Mmmm, do I smell pasta?
Yes, at the request of a family member I actually had to go in and get some inevitably awful JC Penney photos of myself. Boy, was that ever awkward. Has there been any instance of these things not coming out looking hopelessly hokey? Mine have the added bonus of my apparently really fucking bad skin. I just don't notice it as much normally somehow.
Arrr! Me newspaper plunders the high seas of yellow journalism, arr! The photographer told me to push my hat back to show more of my face.
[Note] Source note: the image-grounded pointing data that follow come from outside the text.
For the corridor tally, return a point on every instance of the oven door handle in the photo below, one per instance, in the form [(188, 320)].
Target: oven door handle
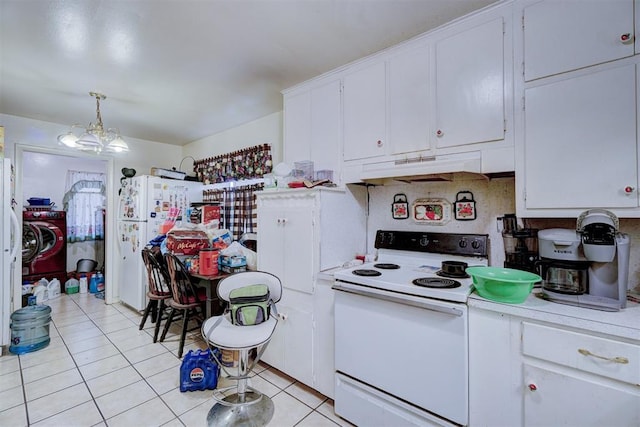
[(382, 295)]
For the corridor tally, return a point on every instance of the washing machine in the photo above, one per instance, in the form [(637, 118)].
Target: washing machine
[(44, 245)]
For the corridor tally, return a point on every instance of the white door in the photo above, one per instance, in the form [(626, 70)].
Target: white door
[(299, 242), (409, 101), (561, 36), (470, 86), (131, 198), (580, 142), (326, 127), (9, 246), (132, 280), (364, 99), (297, 126)]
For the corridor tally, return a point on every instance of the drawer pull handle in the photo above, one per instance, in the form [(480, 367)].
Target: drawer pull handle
[(618, 359)]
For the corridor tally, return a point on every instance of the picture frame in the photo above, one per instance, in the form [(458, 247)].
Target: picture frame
[(431, 211)]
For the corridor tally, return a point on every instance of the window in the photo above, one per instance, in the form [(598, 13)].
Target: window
[(84, 202)]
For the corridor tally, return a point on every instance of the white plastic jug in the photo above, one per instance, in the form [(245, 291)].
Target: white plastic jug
[(53, 289), (40, 292), (84, 286)]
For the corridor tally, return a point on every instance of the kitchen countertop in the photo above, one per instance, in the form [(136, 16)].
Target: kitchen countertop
[(624, 323)]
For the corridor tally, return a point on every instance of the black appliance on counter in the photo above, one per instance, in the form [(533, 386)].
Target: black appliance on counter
[(520, 245)]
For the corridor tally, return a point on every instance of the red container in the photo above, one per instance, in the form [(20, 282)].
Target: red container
[(210, 213), (209, 262)]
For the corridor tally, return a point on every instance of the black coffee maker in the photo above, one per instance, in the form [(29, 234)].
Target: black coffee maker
[(520, 245)]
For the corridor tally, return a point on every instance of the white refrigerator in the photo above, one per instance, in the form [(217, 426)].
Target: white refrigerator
[(145, 203), (9, 244)]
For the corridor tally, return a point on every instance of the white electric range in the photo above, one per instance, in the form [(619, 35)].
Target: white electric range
[(401, 331)]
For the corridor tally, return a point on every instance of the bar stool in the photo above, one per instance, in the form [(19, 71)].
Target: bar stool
[(247, 406)]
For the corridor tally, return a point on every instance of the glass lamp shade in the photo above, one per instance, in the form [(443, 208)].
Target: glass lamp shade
[(68, 139), (89, 140), (118, 145)]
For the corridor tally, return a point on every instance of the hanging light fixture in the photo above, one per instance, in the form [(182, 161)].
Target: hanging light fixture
[(94, 137)]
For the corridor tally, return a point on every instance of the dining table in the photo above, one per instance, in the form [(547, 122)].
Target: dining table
[(210, 283)]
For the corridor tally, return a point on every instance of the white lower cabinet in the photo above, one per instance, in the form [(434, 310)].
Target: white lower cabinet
[(553, 397), (526, 372), (291, 346), (300, 233)]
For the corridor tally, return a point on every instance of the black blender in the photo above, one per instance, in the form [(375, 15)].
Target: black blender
[(520, 245)]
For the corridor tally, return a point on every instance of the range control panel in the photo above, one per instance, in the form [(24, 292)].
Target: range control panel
[(440, 243)]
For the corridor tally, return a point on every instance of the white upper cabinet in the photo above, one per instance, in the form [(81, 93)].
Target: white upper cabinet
[(580, 142), (312, 126), (364, 103), (577, 128), (561, 36), (409, 100), (470, 86), (297, 127)]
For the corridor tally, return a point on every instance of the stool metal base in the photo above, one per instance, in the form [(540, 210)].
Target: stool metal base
[(253, 410)]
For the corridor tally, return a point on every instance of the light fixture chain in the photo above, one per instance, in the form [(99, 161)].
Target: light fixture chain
[(99, 116)]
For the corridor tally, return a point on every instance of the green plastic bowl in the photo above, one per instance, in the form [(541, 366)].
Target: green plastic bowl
[(503, 284)]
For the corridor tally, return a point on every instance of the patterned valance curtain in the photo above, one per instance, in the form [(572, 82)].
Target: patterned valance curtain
[(238, 208), (84, 202), (248, 163)]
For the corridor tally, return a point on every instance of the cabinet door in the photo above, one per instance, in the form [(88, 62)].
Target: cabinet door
[(297, 127), (580, 142), (271, 243), (554, 398), (409, 101), (324, 366), (291, 346), (561, 36), (326, 127), (299, 345), (470, 86), (364, 100), (298, 252)]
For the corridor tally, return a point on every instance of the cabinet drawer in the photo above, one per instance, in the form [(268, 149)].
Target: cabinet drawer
[(601, 356)]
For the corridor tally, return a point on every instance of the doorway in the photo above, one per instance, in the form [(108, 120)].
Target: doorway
[(42, 173)]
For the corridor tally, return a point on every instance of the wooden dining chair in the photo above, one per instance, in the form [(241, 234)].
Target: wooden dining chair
[(186, 299), (158, 290)]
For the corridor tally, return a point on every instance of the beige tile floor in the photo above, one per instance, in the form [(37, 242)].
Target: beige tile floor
[(100, 370)]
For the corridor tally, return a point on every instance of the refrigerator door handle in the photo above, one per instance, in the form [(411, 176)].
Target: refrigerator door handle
[(16, 233)]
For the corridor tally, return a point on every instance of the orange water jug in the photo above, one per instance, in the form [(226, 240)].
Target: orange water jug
[(208, 262)]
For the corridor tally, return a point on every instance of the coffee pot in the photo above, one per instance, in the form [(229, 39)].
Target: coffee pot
[(588, 266), (520, 245)]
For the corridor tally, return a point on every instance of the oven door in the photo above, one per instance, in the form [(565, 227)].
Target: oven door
[(412, 349)]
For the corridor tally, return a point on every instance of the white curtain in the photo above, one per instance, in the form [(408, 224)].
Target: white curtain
[(84, 201)]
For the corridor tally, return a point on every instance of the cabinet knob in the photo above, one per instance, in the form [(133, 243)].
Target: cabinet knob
[(626, 38)]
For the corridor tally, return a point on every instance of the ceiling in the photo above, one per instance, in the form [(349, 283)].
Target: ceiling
[(175, 71)]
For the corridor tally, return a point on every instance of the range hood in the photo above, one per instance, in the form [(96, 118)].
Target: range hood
[(424, 168)]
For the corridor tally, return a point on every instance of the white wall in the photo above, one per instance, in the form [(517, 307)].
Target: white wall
[(266, 130)]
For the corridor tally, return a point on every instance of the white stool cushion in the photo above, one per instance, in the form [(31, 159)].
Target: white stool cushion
[(231, 337)]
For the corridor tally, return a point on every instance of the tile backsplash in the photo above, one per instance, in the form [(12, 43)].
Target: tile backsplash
[(493, 199)]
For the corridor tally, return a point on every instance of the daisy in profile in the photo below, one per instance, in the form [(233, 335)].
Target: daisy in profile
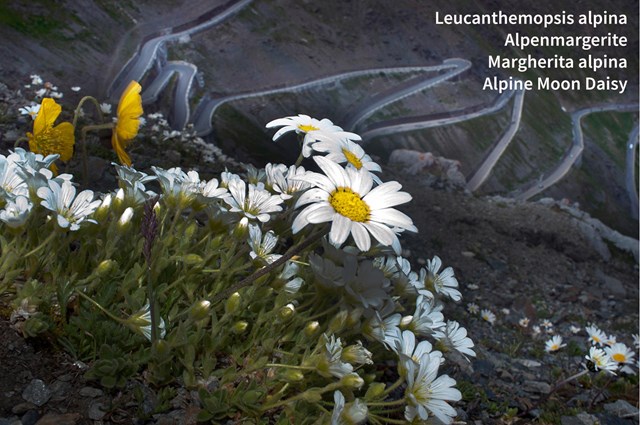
[(347, 151), (443, 283), (47, 139), (488, 316), (128, 123), (554, 344), (425, 393), (600, 360), (596, 336), (345, 198), (312, 129), (620, 353)]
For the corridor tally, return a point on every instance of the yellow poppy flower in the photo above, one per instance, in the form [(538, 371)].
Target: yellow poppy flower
[(129, 111), (47, 139)]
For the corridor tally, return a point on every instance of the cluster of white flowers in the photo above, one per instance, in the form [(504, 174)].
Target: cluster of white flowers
[(25, 181)]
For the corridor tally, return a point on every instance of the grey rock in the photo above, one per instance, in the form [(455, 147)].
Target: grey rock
[(90, 392), (580, 419), (537, 387), (30, 417), (22, 408), (36, 392), (621, 408), (95, 411)]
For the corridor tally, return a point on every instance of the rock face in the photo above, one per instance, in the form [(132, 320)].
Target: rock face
[(436, 171)]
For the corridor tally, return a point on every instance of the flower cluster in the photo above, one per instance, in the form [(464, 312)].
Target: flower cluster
[(292, 279)]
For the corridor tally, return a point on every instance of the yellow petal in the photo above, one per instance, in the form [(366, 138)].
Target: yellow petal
[(49, 111), (118, 147)]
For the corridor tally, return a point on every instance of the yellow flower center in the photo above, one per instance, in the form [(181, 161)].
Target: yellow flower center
[(619, 357), (307, 128), (348, 203), (352, 158)]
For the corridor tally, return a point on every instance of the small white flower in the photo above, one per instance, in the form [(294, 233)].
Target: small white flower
[(105, 108), (620, 353), (425, 393), (71, 210), (255, 204), (473, 308), (600, 360), (487, 315), (312, 128), (35, 79), (16, 212), (596, 336), (554, 344), (31, 110), (443, 283), (454, 337), (261, 247)]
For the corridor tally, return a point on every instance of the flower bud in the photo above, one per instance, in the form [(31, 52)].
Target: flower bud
[(291, 375), (375, 390), (200, 310), (105, 267), (125, 219), (286, 312), (232, 304), (312, 328), (352, 380), (338, 322), (239, 327)]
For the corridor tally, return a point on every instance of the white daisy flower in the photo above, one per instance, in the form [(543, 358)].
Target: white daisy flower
[(425, 393), (620, 353), (261, 247), (596, 336), (488, 316), (71, 210), (454, 337), (524, 322), (473, 308), (31, 110), (105, 108), (347, 151), (313, 130), (443, 283), (16, 212), (600, 360), (554, 344), (36, 80), (345, 198), (407, 350), (257, 203)]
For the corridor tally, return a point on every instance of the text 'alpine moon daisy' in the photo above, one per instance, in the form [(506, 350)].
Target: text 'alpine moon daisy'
[(345, 198)]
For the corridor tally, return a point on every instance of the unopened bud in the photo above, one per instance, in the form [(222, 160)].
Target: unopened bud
[(338, 322), (239, 327), (286, 312), (311, 328), (200, 310), (105, 267), (232, 304), (292, 375), (125, 219), (375, 390), (352, 380)]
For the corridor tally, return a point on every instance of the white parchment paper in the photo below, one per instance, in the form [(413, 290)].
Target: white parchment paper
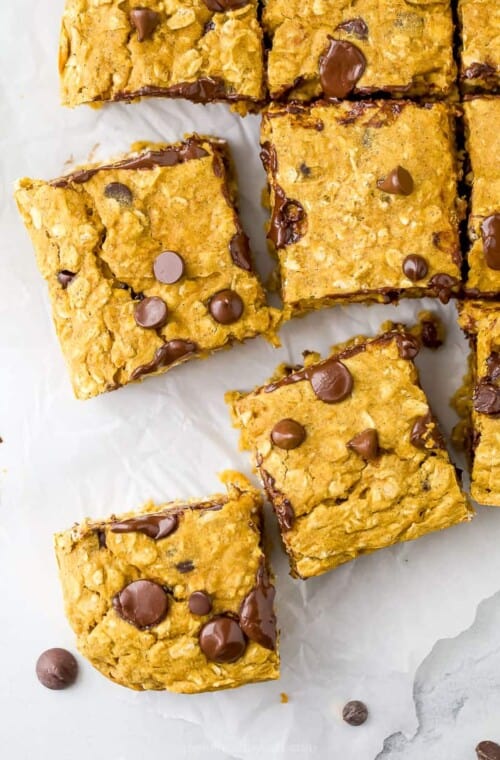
[(359, 632)]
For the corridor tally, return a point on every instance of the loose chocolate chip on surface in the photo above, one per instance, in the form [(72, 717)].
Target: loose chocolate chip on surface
[(153, 526), (200, 603), (226, 307), (365, 444), (145, 21), (330, 381), (65, 277), (490, 231), (340, 68), (488, 751), (222, 640), (398, 182), (415, 267), (151, 312), (288, 434), (168, 267), (355, 713), (56, 668), (119, 192), (141, 603)]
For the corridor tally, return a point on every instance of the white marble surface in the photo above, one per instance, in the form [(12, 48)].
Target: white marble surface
[(413, 631)]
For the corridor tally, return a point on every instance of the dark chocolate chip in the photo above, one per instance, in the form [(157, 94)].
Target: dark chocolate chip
[(486, 398), (153, 526), (488, 751), (415, 267), (226, 307), (141, 603), (222, 640), (151, 313), (331, 381), (355, 26), (186, 566), (340, 68), (168, 267), (398, 182), (365, 444), (490, 231), (355, 713), (145, 21), (65, 277), (288, 434), (119, 193), (257, 618), (56, 669), (200, 603)]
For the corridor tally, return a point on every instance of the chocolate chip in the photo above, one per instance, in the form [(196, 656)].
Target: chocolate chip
[(415, 267), (365, 444), (355, 713), (145, 21), (257, 618), (288, 434), (153, 526), (65, 277), (56, 668), (398, 182), (486, 398), (226, 307), (488, 751), (490, 231), (168, 267), (200, 603), (222, 640), (141, 603), (151, 313), (186, 566), (340, 68), (331, 381), (119, 192), (355, 26)]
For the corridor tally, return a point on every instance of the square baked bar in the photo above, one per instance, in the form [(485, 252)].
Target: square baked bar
[(364, 202), (479, 433), (202, 50), (338, 48), (177, 596), (146, 262), (350, 453), (480, 56), (482, 121)]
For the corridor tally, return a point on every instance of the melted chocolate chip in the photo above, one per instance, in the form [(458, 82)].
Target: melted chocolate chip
[(151, 313), (340, 68), (119, 193), (490, 231), (200, 603), (222, 640), (257, 618), (145, 22), (168, 267), (365, 444), (141, 603), (288, 434), (240, 251), (355, 26), (398, 182), (65, 278), (331, 381), (226, 307), (355, 713), (153, 526), (56, 669)]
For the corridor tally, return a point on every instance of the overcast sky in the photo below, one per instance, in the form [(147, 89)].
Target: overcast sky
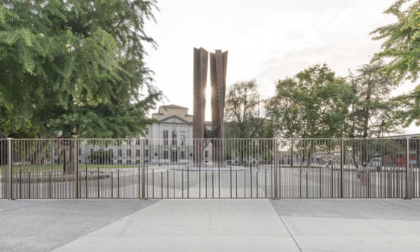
[(267, 40)]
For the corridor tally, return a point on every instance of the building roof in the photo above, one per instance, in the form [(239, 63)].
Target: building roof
[(415, 135), (172, 106)]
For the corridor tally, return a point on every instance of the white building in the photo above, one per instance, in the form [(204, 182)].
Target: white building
[(168, 140)]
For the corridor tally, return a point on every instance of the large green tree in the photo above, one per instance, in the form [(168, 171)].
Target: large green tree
[(76, 68), (245, 118), (401, 43), (322, 97), (371, 108), (318, 99)]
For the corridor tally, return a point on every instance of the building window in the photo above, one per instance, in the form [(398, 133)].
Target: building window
[(174, 137), (165, 137), (182, 135)]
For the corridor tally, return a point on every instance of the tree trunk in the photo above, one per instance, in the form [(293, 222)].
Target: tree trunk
[(40, 146), (309, 155), (67, 155)]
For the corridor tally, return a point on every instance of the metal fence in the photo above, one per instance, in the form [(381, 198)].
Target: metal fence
[(204, 168)]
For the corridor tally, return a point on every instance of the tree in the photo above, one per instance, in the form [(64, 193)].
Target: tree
[(243, 118), (323, 98), (372, 108), (320, 98), (401, 43), (76, 68)]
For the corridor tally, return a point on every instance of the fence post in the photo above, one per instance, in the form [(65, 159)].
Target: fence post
[(275, 171), (407, 170), (77, 169), (143, 172), (9, 163), (341, 166)]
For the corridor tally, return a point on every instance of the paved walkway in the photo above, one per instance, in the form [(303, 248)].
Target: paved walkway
[(211, 225), (193, 225)]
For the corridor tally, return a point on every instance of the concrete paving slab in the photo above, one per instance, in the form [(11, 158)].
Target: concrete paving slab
[(386, 209), (345, 235), (193, 225), (43, 225)]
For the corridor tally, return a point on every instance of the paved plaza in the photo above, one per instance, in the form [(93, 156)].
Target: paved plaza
[(210, 225)]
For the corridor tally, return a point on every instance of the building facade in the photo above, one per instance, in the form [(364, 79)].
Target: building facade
[(168, 141)]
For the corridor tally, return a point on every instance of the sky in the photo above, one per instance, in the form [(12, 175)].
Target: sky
[(267, 40)]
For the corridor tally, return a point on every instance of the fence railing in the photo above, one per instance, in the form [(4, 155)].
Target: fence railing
[(209, 168)]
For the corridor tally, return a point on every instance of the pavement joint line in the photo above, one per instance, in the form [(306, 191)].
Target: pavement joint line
[(286, 227), (235, 232), (31, 206), (400, 208)]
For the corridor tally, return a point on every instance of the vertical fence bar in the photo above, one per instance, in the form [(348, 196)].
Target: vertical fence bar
[(143, 188), (9, 159), (341, 167), (407, 169), (77, 169), (275, 171)]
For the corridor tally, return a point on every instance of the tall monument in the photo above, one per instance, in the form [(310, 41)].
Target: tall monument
[(218, 68)]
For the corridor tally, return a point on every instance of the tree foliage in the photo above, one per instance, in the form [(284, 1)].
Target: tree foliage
[(323, 98), (372, 108), (401, 43), (243, 115), (76, 67)]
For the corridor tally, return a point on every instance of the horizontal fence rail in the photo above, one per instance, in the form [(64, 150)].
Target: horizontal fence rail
[(208, 168)]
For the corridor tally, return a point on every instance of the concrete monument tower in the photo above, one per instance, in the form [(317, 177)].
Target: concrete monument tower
[(218, 68)]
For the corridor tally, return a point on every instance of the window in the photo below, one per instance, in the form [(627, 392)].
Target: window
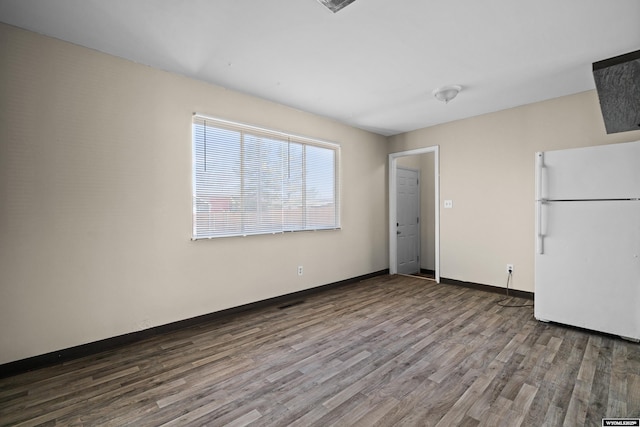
[(248, 180)]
I'm pretty sure that was a bad idea.
Anyway, I think I'm going to try to catch Stanley Kubrick's Fear and Desire which starts in ten minutes on TCM. So, ciao.
Twitter Sonnet #333
Amphibious kleenex corks burger wine.
Guitar gum rocks rotten cartoon wolf teeth.
Girls just want guys to mention iodine.
Catherine spilled chemicals all on the heath.
Uncooked stomachs affront all the raw food.
Ancient commercials sold psychos to God.
Cold tea impacts the astrologer's mood.
During Christmas, it's a snow globe holds Zod.
Grey smiles surround a senseless infant.
Walter Burns' thoughts through thoughtless photographs.
Wookiees shave for nostalgic elephant.
Hacker codes are naked in telegraphs.
Movies shorten for gift card MacGuffin.
Guerrilla kids spawn in Starbucks' muffin.